Hey all -
First time poster, been using FreeNAS 8.3.0 for close to a year now. Lemme rephrase that, I've had it set up, working with no problems for almost a year now. (that includes a stretch of 180+ days of constant uptime, with almost no maintenance needed... just checked the drives now and then and I was good to go...)
In the last 2-3 weeks, I started having problems. Just looking for some "you read it right, still need to do this", "totally wrong, what were you thinking" sorts of thoughts from everyone.
I have a RAIDZ2 array set up, 7x2TB drives. (I know, works better with 6, but I had 7, so when I built it, that's what I used).. They're connected to a Highpoint 27xx controller. (yeah, I know, they're crap, don't run SMART worth a darn, etc... but as I said, this is the first issue I've had in a year of using it, so I'm not complaining...)
I came home to find that the GUI had completely stopped working.

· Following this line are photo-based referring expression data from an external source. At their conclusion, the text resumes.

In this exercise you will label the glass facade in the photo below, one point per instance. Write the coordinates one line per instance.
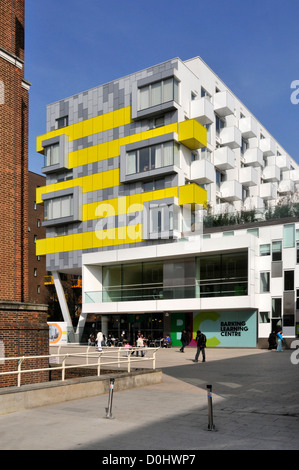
(207, 276)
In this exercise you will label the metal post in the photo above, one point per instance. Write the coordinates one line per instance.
(211, 426)
(109, 409)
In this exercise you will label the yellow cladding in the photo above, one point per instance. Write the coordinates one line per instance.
(87, 240)
(192, 134)
(106, 179)
(188, 194)
(126, 204)
(91, 126)
(192, 194)
(111, 149)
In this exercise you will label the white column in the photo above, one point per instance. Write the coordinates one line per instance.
(61, 298)
(104, 319)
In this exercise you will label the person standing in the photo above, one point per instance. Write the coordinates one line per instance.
(272, 341)
(201, 345)
(279, 345)
(184, 340)
(99, 340)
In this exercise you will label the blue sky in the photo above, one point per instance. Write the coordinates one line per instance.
(74, 45)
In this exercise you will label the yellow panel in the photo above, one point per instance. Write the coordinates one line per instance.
(84, 241)
(97, 124)
(192, 194)
(192, 134)
(112, 148)
(93, 182)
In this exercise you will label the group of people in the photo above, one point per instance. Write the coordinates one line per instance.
(100, 340)
(201, 342)
(276, 341)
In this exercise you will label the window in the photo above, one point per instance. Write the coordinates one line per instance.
(62, 122)
(265, 282)
(244, 146)
(289, 236)
(265, 250)
(253, 231)
(205, 93)
(289, 280)
(264, 317)
(157, 93)
(58, 207)
(222, 275)
(161, 219)
(52, 155)
(220, 124)
(276, 307)
(149, 158)
(276, 250)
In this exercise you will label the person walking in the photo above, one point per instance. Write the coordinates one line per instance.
(272, 340)
(99, 340)
(201, 345)
(279, 345)
(184, 340)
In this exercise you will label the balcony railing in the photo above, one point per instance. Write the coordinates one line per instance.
(210, 288)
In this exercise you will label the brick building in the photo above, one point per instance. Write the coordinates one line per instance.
(23, 327)
(38, 292)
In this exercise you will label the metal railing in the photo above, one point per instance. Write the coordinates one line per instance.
(116, 356)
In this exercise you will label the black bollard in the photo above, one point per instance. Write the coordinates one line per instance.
(211, 426)
(109, 409)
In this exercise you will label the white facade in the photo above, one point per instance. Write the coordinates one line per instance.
(272, 256)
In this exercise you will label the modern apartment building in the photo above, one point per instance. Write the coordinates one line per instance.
(23, 324)
(132, 167)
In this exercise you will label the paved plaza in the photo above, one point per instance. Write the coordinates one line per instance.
(255, 397)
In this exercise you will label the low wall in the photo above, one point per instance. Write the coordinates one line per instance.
(32, 396)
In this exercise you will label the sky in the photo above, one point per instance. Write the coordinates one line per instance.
(252, 45)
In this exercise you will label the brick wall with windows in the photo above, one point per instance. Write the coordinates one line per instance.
(38, 292)
(13, 154)
(23, 326)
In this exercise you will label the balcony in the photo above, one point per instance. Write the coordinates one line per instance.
(48, 281)
(253, 202)
(231, 136)
(268, 191)
(283, 162)
(192, 134)
(253, 157)
(286, 187)
(202, 172)
(267, 146)
(224, 103)
(202, 110)
(231, 191)
(271, 173)
(294, 176)
(192, 194)
(224, 158)
(248, 176)
(248, 127)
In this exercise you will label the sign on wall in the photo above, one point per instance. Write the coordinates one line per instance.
(57, 333)
(227, 328)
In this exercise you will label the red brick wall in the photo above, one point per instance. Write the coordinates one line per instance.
(13, 156)
(23, 327)
(35, 214)
(24, 332)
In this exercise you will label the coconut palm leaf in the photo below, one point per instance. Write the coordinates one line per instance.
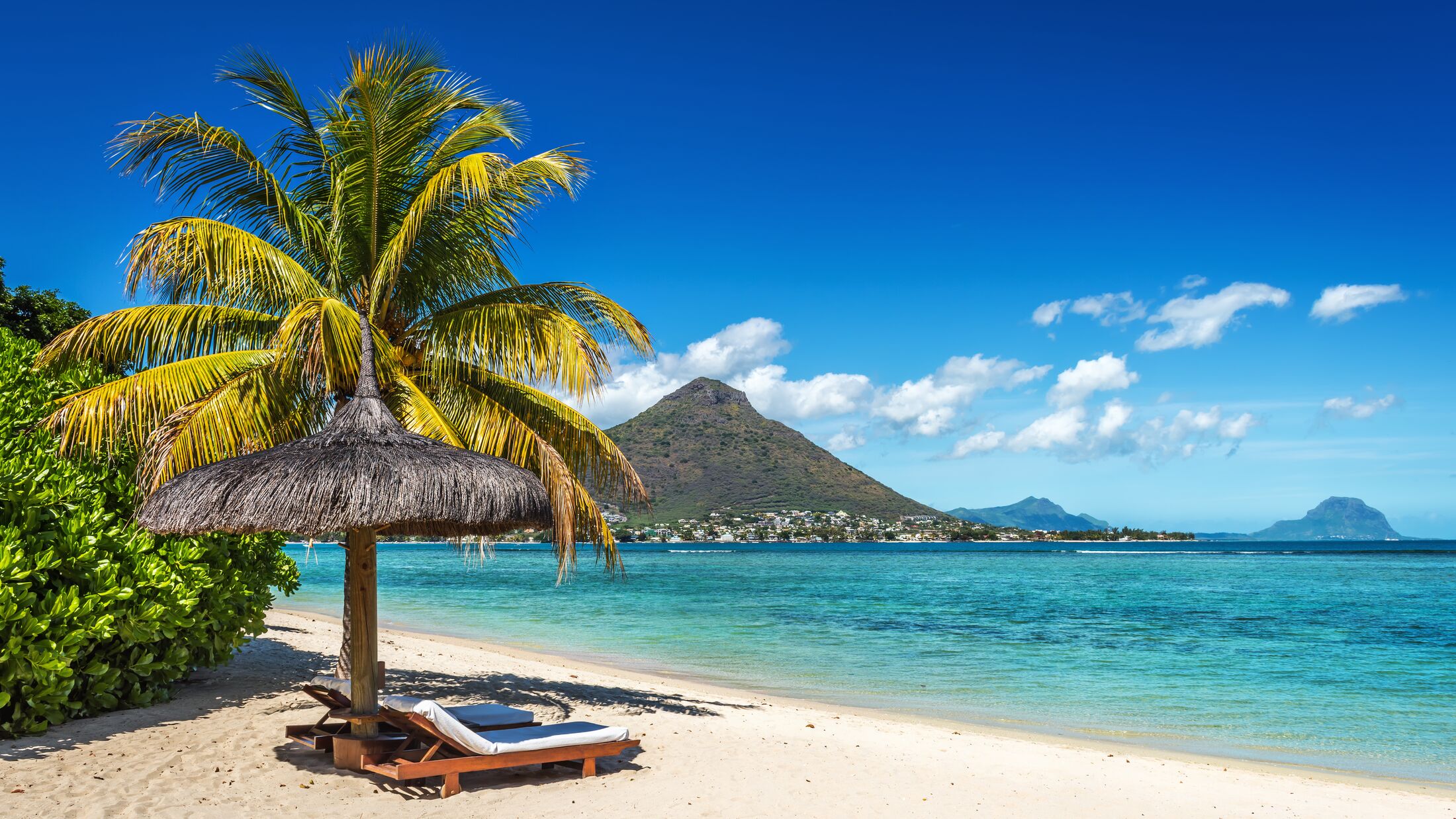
(381, 200)
(161, 333)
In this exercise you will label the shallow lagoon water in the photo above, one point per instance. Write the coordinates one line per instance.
(1334, 655)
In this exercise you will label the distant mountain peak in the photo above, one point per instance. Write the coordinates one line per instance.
(1334, 518)
(1031, 513)
(708, 392)
(705, 449)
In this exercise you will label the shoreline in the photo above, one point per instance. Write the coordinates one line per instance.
(1046, 735)
(217, 748)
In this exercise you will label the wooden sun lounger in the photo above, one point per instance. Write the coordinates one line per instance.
(319, 736)
(445, 757)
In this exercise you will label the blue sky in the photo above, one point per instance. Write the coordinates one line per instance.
(841, 207)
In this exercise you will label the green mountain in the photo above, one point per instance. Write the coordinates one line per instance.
(704, 449)
(1336, 518)
(1031, 514)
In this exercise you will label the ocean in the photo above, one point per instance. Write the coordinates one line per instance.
(1337, 655)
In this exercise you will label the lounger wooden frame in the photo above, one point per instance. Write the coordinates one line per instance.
(319, 736)
(445, 757)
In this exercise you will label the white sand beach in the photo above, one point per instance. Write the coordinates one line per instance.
(217, 750)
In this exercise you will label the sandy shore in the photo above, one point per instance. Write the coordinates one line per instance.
(217, 750)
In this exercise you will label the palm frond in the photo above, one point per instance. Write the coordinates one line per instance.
(128, 409)
(248, 412)
(488, 425)
(525, 342)
(322, 337)
(191, 259)
(190, 157)
(159, 333)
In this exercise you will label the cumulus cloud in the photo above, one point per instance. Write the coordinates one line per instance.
(1069, 435)
(1049, 313)
(1197, 322)
(1107, 309)
(1342, 303)
(1187, 433)
(928, 406)
(831, 393)
(1059, 428)
(983, 441)
(1110, 308)
(1115, 416)
(846, 438)
(1105, 373)
(1350, 408)
(740, 355)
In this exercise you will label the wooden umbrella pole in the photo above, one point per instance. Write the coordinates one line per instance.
(365, 630)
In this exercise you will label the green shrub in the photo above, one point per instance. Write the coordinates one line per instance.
(97, 615)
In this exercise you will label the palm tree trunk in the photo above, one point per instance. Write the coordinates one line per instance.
(363, 630)
(341, 667)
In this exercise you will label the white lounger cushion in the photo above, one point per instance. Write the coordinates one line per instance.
(514, 740)
(536, 738)
(481, 713)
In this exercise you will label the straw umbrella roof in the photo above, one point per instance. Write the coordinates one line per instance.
(363, 470)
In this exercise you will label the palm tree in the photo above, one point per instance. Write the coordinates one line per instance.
(379, 201)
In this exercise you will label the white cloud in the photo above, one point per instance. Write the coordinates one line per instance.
(831, 393)
(1068, 434)
(1115, 415)
(1047, 313)
(1105, 373)
(983, 441)
(731, 349)
(740, 355)
(928, 406)
(1110, 308)
(1059, 428)
(1187, 433)
(1349, 408)
(1197, 322)
(1340, 303)
(846, 438)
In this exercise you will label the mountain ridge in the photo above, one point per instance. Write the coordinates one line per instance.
(705, 449)
(1030, 513)
(1334, 518)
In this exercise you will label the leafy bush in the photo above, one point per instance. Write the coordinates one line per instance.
(97, 615)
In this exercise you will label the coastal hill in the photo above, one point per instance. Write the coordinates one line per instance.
(1030, 514)
(704, 449)
(1336, 518)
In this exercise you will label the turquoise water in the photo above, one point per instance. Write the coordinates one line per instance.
(1340, 655)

Couldn't SSH in, couldn't web connect... Nothing. I thought all was lost! I rebooted the machine and everything came up, but I had the yellow "Alert" indicator... I scrubbed the volume and found that a drive had some issues, but it cleaned itself up. I found out it was drive 1, got the serial number, everything good. I also found that my console monitor shows "1 pending sector..." for the 1/1/1 drive... so that sorta confirmed to me drive 1 had an issue.
Now, once the scrub was complete, the "Alert" indicator went back to green.... The drive obviously had a read error... the SMART log (which I run manually... since the drivers are crap, see above, I know...) shows that. But after the scrub, everything went green...
Question 1: Does this mean that the "system" is just working around the read error on the drive? I should replace the drive, but it doesn't necessarily count right now as one of my two "failures" before my array has issues?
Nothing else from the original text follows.